JESUS DECLARES HIMSELF TO BE the "bread of life" (John 6:35), the "bread of God" (6:33).

The language is metaphorical, of course. That is made clear by John 6:35, where the metaphor is unpacked just a little: "I am the bread of life. He who comes to me will never go hungry, and he who believes in me will never be thirsty." One normally eats bread; one does not "come" to bread or "believe" in bread. Thus what Jesus means by eating this bread of life must be largely equivalent to what it means to come to Jesus and believe in him.

This "bread of life discourse" (as it is called) follows the feeding of the five thousand (6:1-15). There Jesus provides bread and fish to the hungry masses. These were the staple foods of Galilee; he provided what was needed to sustain life. But in this gospel the evangelist points out that Jesus' miracles are not mere events of power, they are significant: they point beyond themselves, like signs. This miracle points to the fact that Jesus not only provides bread, but rightly understood he is bread. He is the staple apart from which there is no real life at all.

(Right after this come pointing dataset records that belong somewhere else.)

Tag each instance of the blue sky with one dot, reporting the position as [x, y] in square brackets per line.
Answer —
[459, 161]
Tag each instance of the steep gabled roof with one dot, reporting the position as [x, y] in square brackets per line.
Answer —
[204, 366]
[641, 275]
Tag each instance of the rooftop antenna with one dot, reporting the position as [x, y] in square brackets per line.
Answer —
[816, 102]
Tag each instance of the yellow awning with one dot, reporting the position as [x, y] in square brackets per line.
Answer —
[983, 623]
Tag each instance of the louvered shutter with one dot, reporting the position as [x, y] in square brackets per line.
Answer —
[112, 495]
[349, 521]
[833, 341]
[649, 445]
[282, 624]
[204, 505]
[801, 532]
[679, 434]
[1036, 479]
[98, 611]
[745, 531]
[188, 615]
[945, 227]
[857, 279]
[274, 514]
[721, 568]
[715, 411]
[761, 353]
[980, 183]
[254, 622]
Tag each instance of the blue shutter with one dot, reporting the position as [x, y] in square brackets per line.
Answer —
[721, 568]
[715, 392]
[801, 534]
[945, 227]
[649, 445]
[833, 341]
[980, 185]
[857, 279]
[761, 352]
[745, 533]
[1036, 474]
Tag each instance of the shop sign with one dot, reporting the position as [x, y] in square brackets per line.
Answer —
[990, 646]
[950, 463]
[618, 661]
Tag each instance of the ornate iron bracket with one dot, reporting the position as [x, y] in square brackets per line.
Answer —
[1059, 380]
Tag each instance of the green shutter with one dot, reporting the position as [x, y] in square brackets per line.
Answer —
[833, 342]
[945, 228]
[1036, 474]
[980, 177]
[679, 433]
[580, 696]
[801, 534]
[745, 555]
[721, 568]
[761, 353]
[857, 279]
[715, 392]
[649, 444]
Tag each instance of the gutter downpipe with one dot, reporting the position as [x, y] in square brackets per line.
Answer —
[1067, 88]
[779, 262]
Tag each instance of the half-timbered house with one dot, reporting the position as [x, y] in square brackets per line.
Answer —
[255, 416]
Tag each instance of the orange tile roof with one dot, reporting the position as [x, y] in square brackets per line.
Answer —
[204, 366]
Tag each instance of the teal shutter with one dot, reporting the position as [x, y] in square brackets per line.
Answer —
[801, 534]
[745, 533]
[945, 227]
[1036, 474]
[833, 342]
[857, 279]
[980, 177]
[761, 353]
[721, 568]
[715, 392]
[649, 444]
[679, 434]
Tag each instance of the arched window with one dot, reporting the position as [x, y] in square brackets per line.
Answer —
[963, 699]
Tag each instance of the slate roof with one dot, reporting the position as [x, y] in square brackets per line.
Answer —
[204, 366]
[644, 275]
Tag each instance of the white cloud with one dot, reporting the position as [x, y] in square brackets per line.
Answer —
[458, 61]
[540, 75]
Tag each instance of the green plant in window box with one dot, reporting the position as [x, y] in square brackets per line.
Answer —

Further, he is the ultimate "manna" (6:30-33). His interlocutors remind him that Moses provided manna, "bread from heaven" (Ex. 16), and they want him to do the same. After all, he had done it the day before in the feeding of the five thousand. If Jesus has performed the miracle once, why not again — and again and again? Isn't that what Moses did?

But Jesus insists the ultimate source of the "bread from heaven" was not Moses but God, and the ultimate "bread from heaven" was not the manna of the wilderness years, but the One who came down from heaven — Jesus himself. After all, everyone who ate the manna in the wilderness died. Those who eat the ultimate bread from heaven, the antitype of the manna, never die.

People in an agrarian culture understand that almost everything they eat is something that has died. We think of food as packaged things. The reality is that when you eat a hamburger, you are eating a dead cow, dead wheat, dead lettuce, dead tomatoes, dead onions, and so forth. The chief exception is the odd mineral, like salt. Jesus' audience, and John's readership, understood that other things die so that we may live; if those other things don't die, we do. Jesus gives his life so that we may live; either he dies, or we do. He is the true bread from heaven who gives his life "for the life of the world" (6:51).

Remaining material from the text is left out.